As mentioned, I’m not finished with this category in 1993. Stay tuned…
And now for a new category on this here blog where I’ll be covering performances and films that I feel merited some Oscar attention. I’m calling it “Shoulda Been Oscar Contenders” and I’ll start with a breakout comedic turn from the mid 90s.
Nathan Lane was mostly known as a stage performer in 1996. While he was featured in supporting turns in a few features, his best known cinematic work was as the voice of Timon in Disney’s 1994 animated blockbuster The Lion King. That all changed two years later when he was cast as Albert, life partner to Robin Williams in The Birdcage from director Mike Nichols. A remake of the 1978 French hit La Cage aux Folles, the pic pleased audiences and critics alike.

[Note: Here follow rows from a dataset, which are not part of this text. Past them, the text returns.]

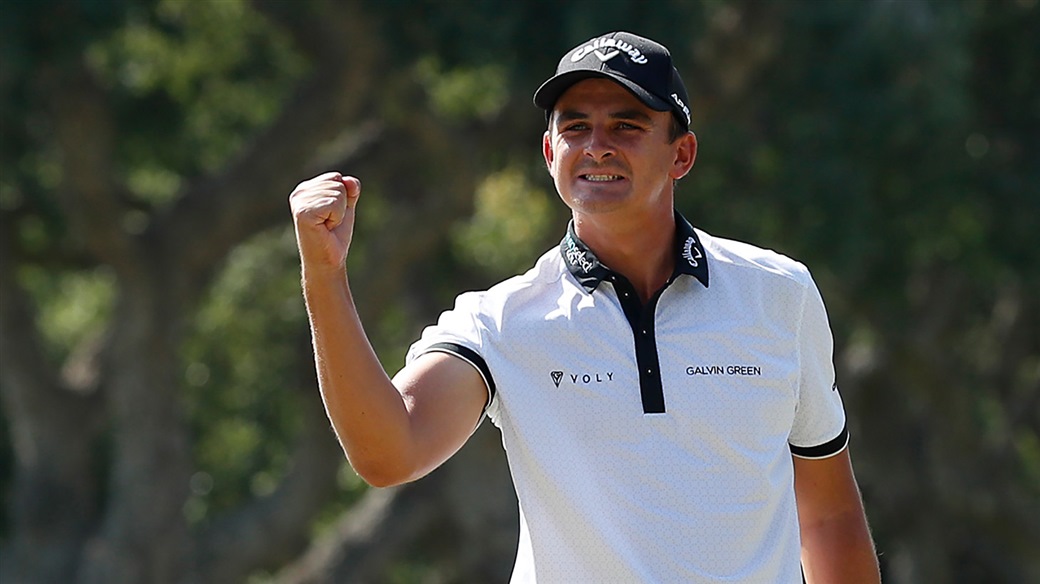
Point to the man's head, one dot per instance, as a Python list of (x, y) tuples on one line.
[(641, 65)]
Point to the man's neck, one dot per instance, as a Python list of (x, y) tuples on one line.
[(640, 248)]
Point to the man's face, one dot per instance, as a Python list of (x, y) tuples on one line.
[(606, 151)]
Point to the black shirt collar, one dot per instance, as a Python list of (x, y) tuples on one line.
[(690, 257)]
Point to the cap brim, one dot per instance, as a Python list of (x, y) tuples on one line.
[(547, 95)]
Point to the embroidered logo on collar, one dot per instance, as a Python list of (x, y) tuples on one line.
[(613, 48), (692, 251), (577, 257), (682, 106)]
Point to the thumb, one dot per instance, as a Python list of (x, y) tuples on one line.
[(353, 187)]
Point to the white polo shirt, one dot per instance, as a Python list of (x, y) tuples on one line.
[(653, 444)]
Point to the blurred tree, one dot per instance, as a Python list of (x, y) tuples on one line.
[(160, 420)]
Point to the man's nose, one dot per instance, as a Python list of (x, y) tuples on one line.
[(599, 144)]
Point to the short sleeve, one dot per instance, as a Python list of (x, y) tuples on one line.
[(820, 428), (459, 332)]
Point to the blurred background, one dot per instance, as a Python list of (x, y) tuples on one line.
[(160, 419)]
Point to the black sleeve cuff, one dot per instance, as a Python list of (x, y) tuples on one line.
[(472, 357), (824, 450)]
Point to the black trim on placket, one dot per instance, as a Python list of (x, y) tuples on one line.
[(586, 267)]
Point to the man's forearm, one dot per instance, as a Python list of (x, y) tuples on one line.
[(366, 410), (839, 551)]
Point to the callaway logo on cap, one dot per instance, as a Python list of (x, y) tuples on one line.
[(640, 64)]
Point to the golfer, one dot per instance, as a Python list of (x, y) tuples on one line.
[(667, 398)]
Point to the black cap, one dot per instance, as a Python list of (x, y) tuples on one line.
[(640, 64)]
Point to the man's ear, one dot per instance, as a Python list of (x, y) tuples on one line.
[(547, 150), (685, 154)]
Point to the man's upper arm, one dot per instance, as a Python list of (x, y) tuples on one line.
[(445, 397)]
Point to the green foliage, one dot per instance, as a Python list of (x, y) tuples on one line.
[(239, 380), (510, 226)]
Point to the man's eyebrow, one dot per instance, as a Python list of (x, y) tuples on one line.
[(566, 115), (570, 115), (633, 114)]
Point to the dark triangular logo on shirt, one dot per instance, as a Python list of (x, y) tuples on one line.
[(556, 377)]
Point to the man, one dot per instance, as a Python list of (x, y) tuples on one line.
[(657, 428)]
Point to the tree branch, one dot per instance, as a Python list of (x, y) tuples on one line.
[(271, 531), (53, 431), (250, 195)]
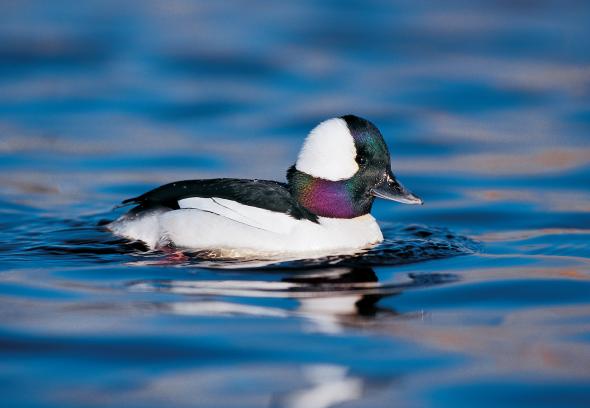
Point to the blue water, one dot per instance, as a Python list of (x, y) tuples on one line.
[(481, 297)]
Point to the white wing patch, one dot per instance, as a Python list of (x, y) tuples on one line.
[(329, 151), (253, 216)]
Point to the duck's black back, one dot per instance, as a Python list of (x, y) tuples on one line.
[(266, 194)]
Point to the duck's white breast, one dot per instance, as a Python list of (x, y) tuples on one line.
[(232, 228)]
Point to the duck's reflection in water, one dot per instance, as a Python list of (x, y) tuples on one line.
[(329, 300), (329, 385)]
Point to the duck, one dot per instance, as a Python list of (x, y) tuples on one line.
[(324, 207)]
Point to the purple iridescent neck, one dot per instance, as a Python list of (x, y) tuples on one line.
[(333, 199)]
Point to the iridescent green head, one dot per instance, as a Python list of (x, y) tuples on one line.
[(343, 165)]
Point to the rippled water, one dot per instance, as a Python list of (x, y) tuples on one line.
[(481, 297)]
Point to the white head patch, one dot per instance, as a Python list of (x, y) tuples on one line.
[(328, 152)]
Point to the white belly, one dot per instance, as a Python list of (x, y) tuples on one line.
[(245, 231)]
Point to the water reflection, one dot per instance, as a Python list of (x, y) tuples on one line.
[(329, 299), (328, 386)]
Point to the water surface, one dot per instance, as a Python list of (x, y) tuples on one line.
[(481, 297)]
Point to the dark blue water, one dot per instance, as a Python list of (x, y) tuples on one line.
[(481, 297)]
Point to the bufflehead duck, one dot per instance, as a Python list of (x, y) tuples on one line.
[(324, 208)]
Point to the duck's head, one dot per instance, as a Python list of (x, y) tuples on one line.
[(343, 165)]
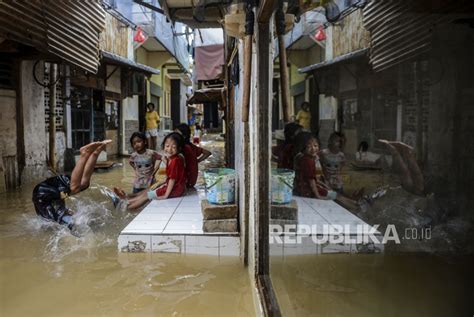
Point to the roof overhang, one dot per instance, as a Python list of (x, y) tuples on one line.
[(187, 12), (113, 59), (207, 95), (336, 61)]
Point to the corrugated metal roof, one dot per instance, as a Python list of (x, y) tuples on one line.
[(111, 58), (401, 30), (67, 29)]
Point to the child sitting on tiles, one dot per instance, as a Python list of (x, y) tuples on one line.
[(332, 161), (284, 152), (175, 183), (143, 161), (307, 184), (193, 154)]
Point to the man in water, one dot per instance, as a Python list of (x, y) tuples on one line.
[(49, 196)]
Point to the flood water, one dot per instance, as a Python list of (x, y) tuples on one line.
[(374, 285), (45, 271)]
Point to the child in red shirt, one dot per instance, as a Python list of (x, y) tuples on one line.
[(306, 155), (193, 155), (285, 151), (175, 183), (306, 183)]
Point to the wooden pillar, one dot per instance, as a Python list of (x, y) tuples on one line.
[(262, 220), (284, 78), (52, 116)]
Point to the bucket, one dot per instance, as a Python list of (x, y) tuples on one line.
[(220, 185), (282, 185)]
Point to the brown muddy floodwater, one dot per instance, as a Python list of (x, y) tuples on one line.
[(45, 271)]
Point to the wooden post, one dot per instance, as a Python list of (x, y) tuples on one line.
[(262, 221), (247, 77), (249, 30), (52, 116), (284, 85)]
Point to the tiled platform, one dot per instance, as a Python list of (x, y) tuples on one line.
[(296, 240), (175, 225)]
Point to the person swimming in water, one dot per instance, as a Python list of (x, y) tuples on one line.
[(49, 196)]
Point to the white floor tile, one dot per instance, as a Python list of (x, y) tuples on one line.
[(160, 210), (142, 231), (183, 231), (190, 203), (146, 224), (196, 210), (184, 225), (153, 216), (187, 216), (173, 244)]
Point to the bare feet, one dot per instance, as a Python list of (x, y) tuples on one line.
[(120, 192), (89, 148), (100, 148)]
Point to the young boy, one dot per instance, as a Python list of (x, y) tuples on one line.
[(332, 160), (49, 196)]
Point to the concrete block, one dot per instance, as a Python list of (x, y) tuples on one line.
[(214, 212), (220, 225), (286, 212)]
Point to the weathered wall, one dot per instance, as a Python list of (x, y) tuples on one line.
[(349, 35), (112, 149), (33, 125), (113, 83), (60, 144), (8, 140), (451, 117), (129, 122), (115, 39)]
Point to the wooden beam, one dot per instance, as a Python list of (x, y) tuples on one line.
[(265, 10), (262, 219)]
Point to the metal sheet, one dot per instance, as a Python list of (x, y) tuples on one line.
[(401, 30), (68, 29)]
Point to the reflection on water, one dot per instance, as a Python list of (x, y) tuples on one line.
[(373, 285), (46, 271)]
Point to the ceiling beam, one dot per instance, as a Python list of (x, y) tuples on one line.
[(265, 10)]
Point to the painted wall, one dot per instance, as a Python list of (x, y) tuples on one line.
[(8, 148), (8, 140), (33, 125), (349, 35), (114, 81), (129, 122), (115, 38)]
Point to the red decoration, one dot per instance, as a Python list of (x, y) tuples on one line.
[(320, 34)]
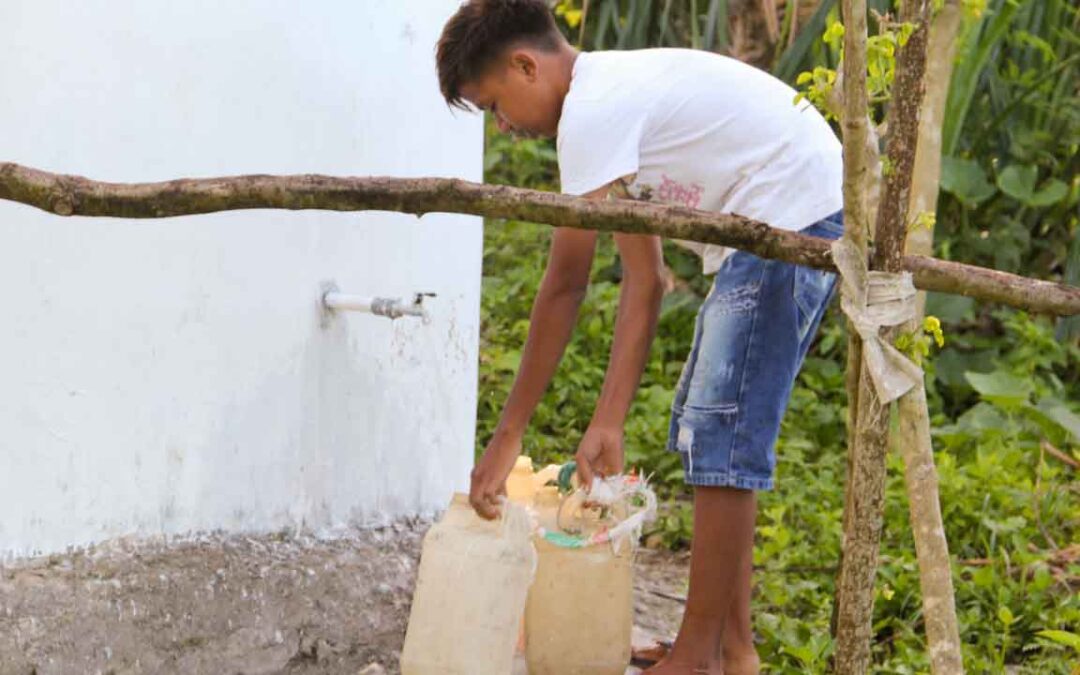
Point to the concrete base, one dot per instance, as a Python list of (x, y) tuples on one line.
[(219, 604), (214, 604)]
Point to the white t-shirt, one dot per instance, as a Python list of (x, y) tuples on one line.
[(699, 130)]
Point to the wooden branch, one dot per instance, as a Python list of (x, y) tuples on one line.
[(858, 178), (864, 494), (913, 436), (75, 196)]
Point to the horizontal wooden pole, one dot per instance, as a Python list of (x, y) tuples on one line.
[(75, 196)]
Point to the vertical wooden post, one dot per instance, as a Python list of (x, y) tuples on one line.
[(864, 496), (920, 474)]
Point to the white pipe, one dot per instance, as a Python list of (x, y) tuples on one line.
[(394, 308)]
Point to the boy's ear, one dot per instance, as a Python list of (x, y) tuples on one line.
[(524, 63)]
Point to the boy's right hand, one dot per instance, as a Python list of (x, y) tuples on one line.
[(488, 480)]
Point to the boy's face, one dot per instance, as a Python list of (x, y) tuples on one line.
[(521, 91)]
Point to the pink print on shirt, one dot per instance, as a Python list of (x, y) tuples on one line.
[(675, 192)]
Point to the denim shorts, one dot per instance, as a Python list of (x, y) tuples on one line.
[(752, 334)]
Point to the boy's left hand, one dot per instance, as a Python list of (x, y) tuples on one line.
[(599, 454)]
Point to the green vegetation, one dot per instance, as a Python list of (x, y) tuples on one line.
[(1004, 389)]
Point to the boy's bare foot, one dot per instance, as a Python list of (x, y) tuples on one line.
[(748, 664), (672, 666)]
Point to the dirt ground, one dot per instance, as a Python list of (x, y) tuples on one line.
[(243, 604)]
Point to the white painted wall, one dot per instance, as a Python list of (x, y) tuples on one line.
[(170, 376)]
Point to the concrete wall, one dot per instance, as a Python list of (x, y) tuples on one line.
[(170, 376)]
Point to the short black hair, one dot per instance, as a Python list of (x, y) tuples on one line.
[(481, 30)]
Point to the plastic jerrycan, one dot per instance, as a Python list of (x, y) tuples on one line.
[(470, 593), (522, 486), (579, 615)]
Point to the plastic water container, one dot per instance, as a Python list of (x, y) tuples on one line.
[(579, 615), (470, 593)]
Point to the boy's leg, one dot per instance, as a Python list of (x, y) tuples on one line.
[(715, 635), (752, 334)]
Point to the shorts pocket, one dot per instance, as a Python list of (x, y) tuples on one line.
[(705, 434), (812, 289)]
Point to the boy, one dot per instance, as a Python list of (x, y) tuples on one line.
[(683, 127)]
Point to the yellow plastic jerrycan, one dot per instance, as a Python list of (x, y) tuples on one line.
[(579, 615), (470, 593), (523, 482)]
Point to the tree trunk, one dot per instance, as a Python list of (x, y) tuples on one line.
[(859, 173), (865, 486), (920, 474)]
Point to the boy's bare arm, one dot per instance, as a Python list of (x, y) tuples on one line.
[(639, 297), (554, 313)]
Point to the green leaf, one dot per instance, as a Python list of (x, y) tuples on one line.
[(999, 387), (1061, 414), (966, 179), (1052, 192), (1062, 637), (1018, 181)]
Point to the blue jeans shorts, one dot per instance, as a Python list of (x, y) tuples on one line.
[(752, 334)]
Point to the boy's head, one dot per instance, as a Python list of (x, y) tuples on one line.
[(507, 56)]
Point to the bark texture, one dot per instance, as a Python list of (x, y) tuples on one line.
[(914, 440), (75, 196), (864, 491)]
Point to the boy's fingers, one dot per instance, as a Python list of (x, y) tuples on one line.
[(584, 473)]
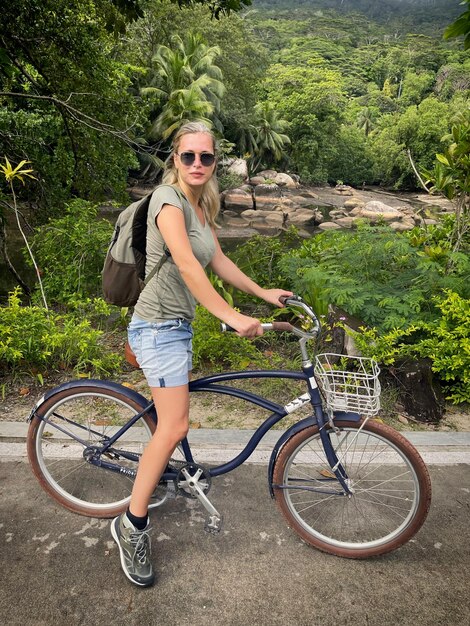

Even with the inclusion of high profile thespians like Williams, Gene Hackman, and Dianne Wiest (all previous or eventual Oscar recipients), it was Lane’s performance that stole the show. The Hollywood Foreign Press took notice and nominated him for Best Actor in a Musical/Comedy (he lost to Tom Cruise in Jerry Maguire).
My guess is that the Academy considered him in the supporting race, but he didn’t make the cut. Looking over the five nominees in 1996, I would easily take out James Woods (Ghosts of Mississippi) to make room for Lane. This is the first post in this new series, but I know it won’t be the last to hone in on a performance played mostly for laughs. The Academy is notorious for ignoring those roles. They shouldn’t have this time and you’ll see examples of others quite soon.